Ameneh_Shamekhi · May 15, 2024, 5:25pm

Hi,
I did install cuda and pytorch using this command:
"conda install pytorch==2.0.1 torchvision==0.15.2 torchaudio==2.0.2 pytorch-cuda=11.7 -c pytorch -c nvidia"
and now I have the following packages on my conda env:
cuda-cudart 11.7.99 0 nvidia
cuda-cupti 11.7.101 0 nvidia
cuda-libraries 11.7.1 0 nvidia
cuda-nvrtc 11.7.99 0 nvidia
cuda-nvtx 11.7.91 0 nvidia
cuda-runtime 11.7.1 0 nvidia
nvidia-cuda-cupti-cu11 11.7.101 pypi_0 pypi
nvidia-cuda-nvrtc-cu11 11.7.99 pypi_0 pypi
nvidia-cuda-runtime-cu11 11.7.99 pypi_0 pypi
pytorch 2.0.1 py3.8_cuda11.7_cudnn8.5.0_0 pytorch
pytorch-cuda 11.7 h778d358_5 pytorch
pytorch-mutex 1.0 cuda pytorch
$ conda list | grep ‘torch’
ffmpeg 4.3 hf484d3e_0 pytorch
pytorch 2.0.1 py3.8_cuda11.7_cudnn8.5.0_0 pytorch
pytorch-cuda 11.7 h778d358_5 pytorch
pytorch-mutex 1.0 cuda pytorch
pytorch-triton 2.1.0+440fd1bf20 pypi_0 pypi
torch-tb-profiler 0.4.1 pypi_0 pypi
torchaudio 2.1.0.dev20230628+cu118 pypi_0 pypi
torchtriton 2.0.0 py38 pytorch
torchvision 0.16.0.dev20230628+cu118 pypi_0 pypi
but I still get the following error:

RuntimeError: CUDA error: no kernel image is available for execution on the device
CUDA kernel errors might be asynchronously reported at some other API call, so the stacktrace below might be incorrect.
For debugging consider passing CUDA_LAUNCH_BLOCKING=1.
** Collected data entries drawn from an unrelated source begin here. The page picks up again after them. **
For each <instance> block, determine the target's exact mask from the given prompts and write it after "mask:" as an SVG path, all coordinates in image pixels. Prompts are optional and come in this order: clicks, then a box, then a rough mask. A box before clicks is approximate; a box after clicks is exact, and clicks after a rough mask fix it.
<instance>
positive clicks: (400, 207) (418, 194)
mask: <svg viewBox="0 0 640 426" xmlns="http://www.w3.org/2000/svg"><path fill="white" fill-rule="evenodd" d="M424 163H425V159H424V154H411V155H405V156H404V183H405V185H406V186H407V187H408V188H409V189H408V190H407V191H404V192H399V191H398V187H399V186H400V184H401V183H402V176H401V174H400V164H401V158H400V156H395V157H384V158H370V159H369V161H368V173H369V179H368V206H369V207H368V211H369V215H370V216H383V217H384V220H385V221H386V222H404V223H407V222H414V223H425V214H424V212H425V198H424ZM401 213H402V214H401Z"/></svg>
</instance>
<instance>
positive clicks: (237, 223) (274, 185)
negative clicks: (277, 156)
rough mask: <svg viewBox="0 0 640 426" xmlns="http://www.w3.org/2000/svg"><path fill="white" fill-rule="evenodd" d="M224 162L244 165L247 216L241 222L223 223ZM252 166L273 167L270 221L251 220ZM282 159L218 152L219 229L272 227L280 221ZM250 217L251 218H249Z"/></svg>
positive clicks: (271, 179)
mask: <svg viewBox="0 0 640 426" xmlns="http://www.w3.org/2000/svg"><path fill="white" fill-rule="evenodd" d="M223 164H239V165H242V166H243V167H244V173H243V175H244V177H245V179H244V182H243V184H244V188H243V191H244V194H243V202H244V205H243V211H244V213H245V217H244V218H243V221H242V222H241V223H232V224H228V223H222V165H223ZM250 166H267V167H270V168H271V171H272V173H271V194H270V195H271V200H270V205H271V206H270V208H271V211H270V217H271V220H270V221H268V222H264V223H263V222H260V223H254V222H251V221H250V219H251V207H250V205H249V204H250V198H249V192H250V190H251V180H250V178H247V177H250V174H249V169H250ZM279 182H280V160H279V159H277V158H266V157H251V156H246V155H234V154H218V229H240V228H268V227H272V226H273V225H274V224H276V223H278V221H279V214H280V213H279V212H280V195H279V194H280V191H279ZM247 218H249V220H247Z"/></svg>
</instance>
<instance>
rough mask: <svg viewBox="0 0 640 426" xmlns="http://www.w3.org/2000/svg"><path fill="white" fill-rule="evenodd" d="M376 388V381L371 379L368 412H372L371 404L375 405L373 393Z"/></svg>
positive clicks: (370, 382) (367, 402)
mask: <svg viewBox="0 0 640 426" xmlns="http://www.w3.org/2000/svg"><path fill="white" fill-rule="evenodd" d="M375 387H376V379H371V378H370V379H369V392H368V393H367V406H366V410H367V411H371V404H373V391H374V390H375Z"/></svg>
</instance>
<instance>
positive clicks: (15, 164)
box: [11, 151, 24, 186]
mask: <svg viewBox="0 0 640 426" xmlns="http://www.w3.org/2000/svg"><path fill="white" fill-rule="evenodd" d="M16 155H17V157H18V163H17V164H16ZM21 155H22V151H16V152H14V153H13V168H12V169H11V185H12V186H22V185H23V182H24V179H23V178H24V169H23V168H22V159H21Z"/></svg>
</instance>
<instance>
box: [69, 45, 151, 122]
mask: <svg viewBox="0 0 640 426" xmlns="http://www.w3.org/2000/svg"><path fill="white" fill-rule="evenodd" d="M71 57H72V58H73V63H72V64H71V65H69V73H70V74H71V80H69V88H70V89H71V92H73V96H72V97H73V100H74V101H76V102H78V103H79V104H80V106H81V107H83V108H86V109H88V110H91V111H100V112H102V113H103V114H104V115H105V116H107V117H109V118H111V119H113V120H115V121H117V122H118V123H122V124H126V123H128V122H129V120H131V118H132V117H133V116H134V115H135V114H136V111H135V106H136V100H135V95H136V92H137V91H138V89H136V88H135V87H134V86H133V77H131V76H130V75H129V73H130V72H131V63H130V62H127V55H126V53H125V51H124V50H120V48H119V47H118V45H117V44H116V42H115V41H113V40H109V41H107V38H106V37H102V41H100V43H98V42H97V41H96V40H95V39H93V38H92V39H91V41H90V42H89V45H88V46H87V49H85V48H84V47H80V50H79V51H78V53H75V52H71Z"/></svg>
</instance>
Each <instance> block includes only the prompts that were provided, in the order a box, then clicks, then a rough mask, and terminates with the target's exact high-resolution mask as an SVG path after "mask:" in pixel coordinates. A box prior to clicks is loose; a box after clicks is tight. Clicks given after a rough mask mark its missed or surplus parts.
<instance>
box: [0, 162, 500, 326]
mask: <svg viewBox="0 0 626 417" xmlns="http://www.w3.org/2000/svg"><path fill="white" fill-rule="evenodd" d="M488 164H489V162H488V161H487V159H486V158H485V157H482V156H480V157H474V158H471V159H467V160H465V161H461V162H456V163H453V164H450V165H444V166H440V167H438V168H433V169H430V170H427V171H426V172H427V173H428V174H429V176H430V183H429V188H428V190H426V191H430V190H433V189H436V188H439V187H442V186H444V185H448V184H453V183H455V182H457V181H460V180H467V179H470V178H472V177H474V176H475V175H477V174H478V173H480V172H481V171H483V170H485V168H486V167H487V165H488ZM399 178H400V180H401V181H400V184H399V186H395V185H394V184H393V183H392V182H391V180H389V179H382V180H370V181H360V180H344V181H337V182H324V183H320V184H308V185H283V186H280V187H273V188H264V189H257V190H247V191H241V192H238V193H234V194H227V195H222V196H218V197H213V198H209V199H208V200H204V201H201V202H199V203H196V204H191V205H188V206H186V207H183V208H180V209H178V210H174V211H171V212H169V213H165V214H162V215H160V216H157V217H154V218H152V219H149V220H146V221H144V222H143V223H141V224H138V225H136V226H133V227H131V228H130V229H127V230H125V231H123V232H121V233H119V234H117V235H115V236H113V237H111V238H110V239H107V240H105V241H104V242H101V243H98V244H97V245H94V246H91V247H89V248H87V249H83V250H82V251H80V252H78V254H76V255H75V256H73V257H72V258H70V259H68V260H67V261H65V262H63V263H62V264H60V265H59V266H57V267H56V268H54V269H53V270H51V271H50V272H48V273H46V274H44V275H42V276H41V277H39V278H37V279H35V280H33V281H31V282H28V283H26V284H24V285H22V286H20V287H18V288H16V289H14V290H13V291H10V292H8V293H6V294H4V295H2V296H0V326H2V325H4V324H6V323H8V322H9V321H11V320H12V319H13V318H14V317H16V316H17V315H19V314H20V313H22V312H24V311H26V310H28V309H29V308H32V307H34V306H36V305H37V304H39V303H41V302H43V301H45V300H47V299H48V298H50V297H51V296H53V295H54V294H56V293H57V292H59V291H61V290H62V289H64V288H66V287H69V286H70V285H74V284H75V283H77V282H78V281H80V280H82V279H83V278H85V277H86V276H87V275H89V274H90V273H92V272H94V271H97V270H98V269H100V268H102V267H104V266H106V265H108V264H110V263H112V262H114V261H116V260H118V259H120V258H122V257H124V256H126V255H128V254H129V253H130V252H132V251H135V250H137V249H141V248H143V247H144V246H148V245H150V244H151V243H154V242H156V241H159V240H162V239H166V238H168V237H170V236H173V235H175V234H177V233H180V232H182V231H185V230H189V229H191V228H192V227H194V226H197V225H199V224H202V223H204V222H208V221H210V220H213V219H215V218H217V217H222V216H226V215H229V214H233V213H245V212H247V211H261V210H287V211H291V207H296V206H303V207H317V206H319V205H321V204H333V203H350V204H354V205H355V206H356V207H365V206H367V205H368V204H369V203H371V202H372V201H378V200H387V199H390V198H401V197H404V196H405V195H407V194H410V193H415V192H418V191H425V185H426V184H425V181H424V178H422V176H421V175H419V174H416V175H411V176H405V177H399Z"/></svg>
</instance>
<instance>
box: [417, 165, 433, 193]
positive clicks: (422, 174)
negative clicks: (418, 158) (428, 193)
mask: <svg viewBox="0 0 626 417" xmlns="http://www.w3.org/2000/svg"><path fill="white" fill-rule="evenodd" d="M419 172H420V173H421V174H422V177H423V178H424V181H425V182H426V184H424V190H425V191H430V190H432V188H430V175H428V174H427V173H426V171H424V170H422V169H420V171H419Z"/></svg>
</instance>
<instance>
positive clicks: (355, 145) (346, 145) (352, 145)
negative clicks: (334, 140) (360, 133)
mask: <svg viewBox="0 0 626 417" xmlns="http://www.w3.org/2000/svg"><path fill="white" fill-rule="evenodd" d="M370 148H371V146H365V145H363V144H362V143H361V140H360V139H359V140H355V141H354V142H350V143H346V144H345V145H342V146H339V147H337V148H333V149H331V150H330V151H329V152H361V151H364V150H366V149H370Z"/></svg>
Please let me know if you have any suggestions.

ptrblck · May 15, 2024, 5:58pm

Which GPU are you using?

Ameneh_Shamekhi · May 15, 2024, 6:10pm

It’s a t4 machine. Standard NC4as T4 v3

ptrblck · May 15, 2024, 6:26pm

The release works for me on a T4:

python -c "import torch; print(torch.__version__); print(torch.version.cuda); print(torch.cuda.get_device_properties(0)); print(torch.randn(1).cuda())"
2.0.1
11.7
_CudaDeviceProperties(name='Tesla T4', major=7, minor=5, total_memory=15978MB, multi_processor_count=40)
tensor([-0.0716], device='cuda:0')

Ameneh_Shamekhi · May 15, 2024, 7:13pm

I get similar output when I run "python -c “import torch; print(torch.version); print(torch.version.cuda); print(torch.cuda.get_device_properties(0)); print(torch.randn(1).cuda())”
" so what does this error mean:

Ameneh_Shamekhi:

RuntimeError: CUDA error: no kernel image is available for execution on the device
CUDA kernel errors might be asynchronously reported at some other API call, so the stacktrace below might be incorrect.
For debugging consider passing CUDA_LAUNCH_BLOCKING=1.

Should I uninstall the normal pytorch (the non cuda version)?

ptrblck · May 15, 2024, 8:06pm

The error might be raised by another library not building for your GPU architecture as PyTorch itself is able to use your device. You should try to narrow down which line of code fails and which library is used.